The Nubian ibex is a desert-dwelling goat species found in mountainous areas of northern and northeast Africa, and the Middle East. It is the only ibex species adapted to life in the hot, arid regions of the world.
They live on rocky, desert mountains with steep slopes and hills, with associated plateaus, canyons, and ravines. They are found in small pockets over a vast geographical range, including Egypt, Sudan, Ethiopia, Eritrea, Israel, Jordan, Saudi Arabia, Yemen, and Oman.
Their body coat is a light sandy brown color, with a white underbelly, while the legs display noticeable black-and-white markings. Bucks have a dark stripe down the back, and older males grow a long, dark beard. During the October rut, the neck, chest, sides, shoulders, and upper legs of the bucks become dark brown to almost black in color.

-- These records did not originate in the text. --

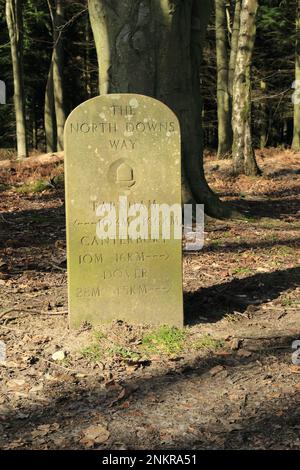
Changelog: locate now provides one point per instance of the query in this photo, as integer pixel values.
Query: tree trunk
(234, 45)
(263, 130)
(243, 154)
(296, 137)
(223, 98)
(154, 48)
(58, 56)
(49, 116)
(14, 19)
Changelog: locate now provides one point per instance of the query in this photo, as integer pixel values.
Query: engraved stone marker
(122, 148)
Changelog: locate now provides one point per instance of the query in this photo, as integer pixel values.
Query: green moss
(123, 353)
(208, 343)
(35, 187)
(164, 339)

They stand around 2–2.5 ft. tall at the shoulder and weigh around 55-145 lbs., the males being relatively larger than the females.

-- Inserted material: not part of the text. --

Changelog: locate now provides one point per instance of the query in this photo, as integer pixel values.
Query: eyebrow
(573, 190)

This relatively small ibex is distinguished by the striking, backward-arching horns of the male, which are long, slender, and marked with 24-36 knobby ridges. They can grow to impressive lengths of up to 4 feet! Female horns, on the other hand, are thinner and shorter, and grow anywhere from 5-14 inches.
Nubian ibex spend their time in steep mountainous terrain and are very well adapted to dry climates. They are nimble runners on rocks and slopes but are slow on flat ground. Their shiny coat reflects harsh sunlight and solar radiation, an efficient cooling mechanism. They do not like getting wet, so despite their coat being water-proof, they take shelter during severe rainstorms.
These incredibly agile animals move among rocks and open plains to look for grasses, shoots, and leaves, which are their staple diet. They rest occasionally to chew cud and stand on their hind legs to reach foliage of low-hanging vegetation.
Nubian ibex live in herds of up to 20 animals, the offspring staying with their maternal herd for the first three years of life. Breeding season occurs during the late summer or early fall, usually in October. Gestation lasts about five months, and the majority of young are born in March. The usual litter size is just one, but twins have also been documented.